“Let’s take a look at the other stories we’re following on the Closing Bell ticker tonight. Brewer Molson Coors reported its third quarter profit was up 37%. The company made $235 million due to higher selling prices and cost cuts. Well, that beat wall street expectations. Total global beer volume was down by nearly 3% as consumers did cut back on spending.

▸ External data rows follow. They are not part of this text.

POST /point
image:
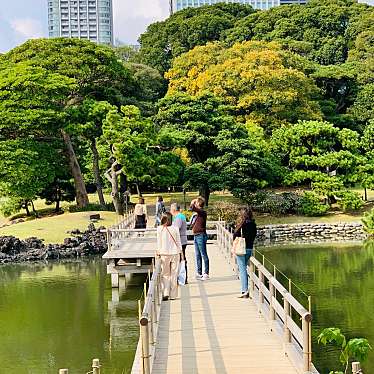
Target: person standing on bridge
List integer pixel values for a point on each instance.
(179, 221)
(141, 216)
(200, 238)
(169, 249)
(245, 228)
(160, 210)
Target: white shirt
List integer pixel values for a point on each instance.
(168, 240)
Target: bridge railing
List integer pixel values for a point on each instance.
(285, 314)
(149, 314)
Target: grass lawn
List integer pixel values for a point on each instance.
(54, 229)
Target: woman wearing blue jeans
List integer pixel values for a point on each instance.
(245, 228)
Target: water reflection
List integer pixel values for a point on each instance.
(340, 279)
(61, 315)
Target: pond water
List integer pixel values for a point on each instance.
(61, 315)
(340, 279)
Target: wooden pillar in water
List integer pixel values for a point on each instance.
(356, 368)
(95, 366)
(115, 280)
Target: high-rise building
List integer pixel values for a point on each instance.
(176, 5)
(83, 19)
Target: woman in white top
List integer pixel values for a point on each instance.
(169, 249)
(141, 215)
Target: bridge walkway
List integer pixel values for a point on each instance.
(209, 330)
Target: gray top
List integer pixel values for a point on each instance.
(180, 222)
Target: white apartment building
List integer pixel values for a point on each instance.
(83, 19)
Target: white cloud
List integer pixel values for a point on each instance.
(132, 18)
(153, 9)
(27, 28)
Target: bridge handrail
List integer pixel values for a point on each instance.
(264, 287)
(149, 317)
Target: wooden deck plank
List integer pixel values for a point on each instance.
(209, 330)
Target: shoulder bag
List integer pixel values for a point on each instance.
(239, 246)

The stock today down 8.5%.” — CNBC’s The Closing Bell 11/4/2009

Molson Coors Brewing Company (TAP) was unable to lift investors’ spirits after reporting better than expected profits in the third quarter.  Analysts were expecting the Denver-based brewer and distributor to post EPS of $.98 instead the company reported a seemingly impressive $1.14 largely thanks to price increases and tax benefits.  According to an analyst at UBS (UBS), the company would have earned about 97 cents per share were it not for the lower tax liability.  The trouble from investors’ perspective was revenue fell 7.3% on declining volume, and management refrained from offering any encouragement to the market that volume would rebound.TAP

The conventional wisdom has long held that makers of alcohol were fairly recession resistant as people have been known to drink whether they are celebrating or sulking.  However, that theory continues to be challenged as the beginnings of global recovery has not led to improved sales in the industry, and revenue certainly suffered over in the last year.  Beer is after all a discretionary item, albeit generally a cheap one.  Molson Coors is seeing volumes in some of its core brands like Coors Light dip and “value” brands such as Keystone Light are taking a larger portion of the sales.  These low cost substitutes contribute a lower margin to the company’s bottom line.  Consumers, at least when it comes to beer, continue to trade down even as the economy has begun to grow.

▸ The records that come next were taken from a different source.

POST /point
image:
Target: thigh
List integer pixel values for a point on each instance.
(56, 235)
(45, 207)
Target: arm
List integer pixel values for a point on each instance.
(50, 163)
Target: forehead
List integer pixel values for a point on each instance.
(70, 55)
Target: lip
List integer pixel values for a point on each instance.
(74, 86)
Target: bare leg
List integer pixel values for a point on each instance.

In order to combat the flagging sales, Molson Coors will build on its marketing efforts particularly in the U.S. and Canadian markets.  The company’s relatively small international division was a bright spot in the results as it gained nearly 28% over last year, but that paled in comparison to the single digit declines in its primary markets.  The other positive from the release was that the company revised its cost savings estimate upwards to $270 million by the end of 2009 from the previous estimate of $225 million.

Molson Coors endured a tough sell off of more than 8% on Wednesday following the results.  We have an Overvalued stance on the shares, and we are unlikely to upgrade the stock following the lackluster earnings report.  Sure, the bottom-line earnings were better than expected but much of that was due to tax benefits.  TAP’s management continues to believe that global beer sales will be weak going forward, so we would avoid these shares and instead look for a company with more attractive fundamentals.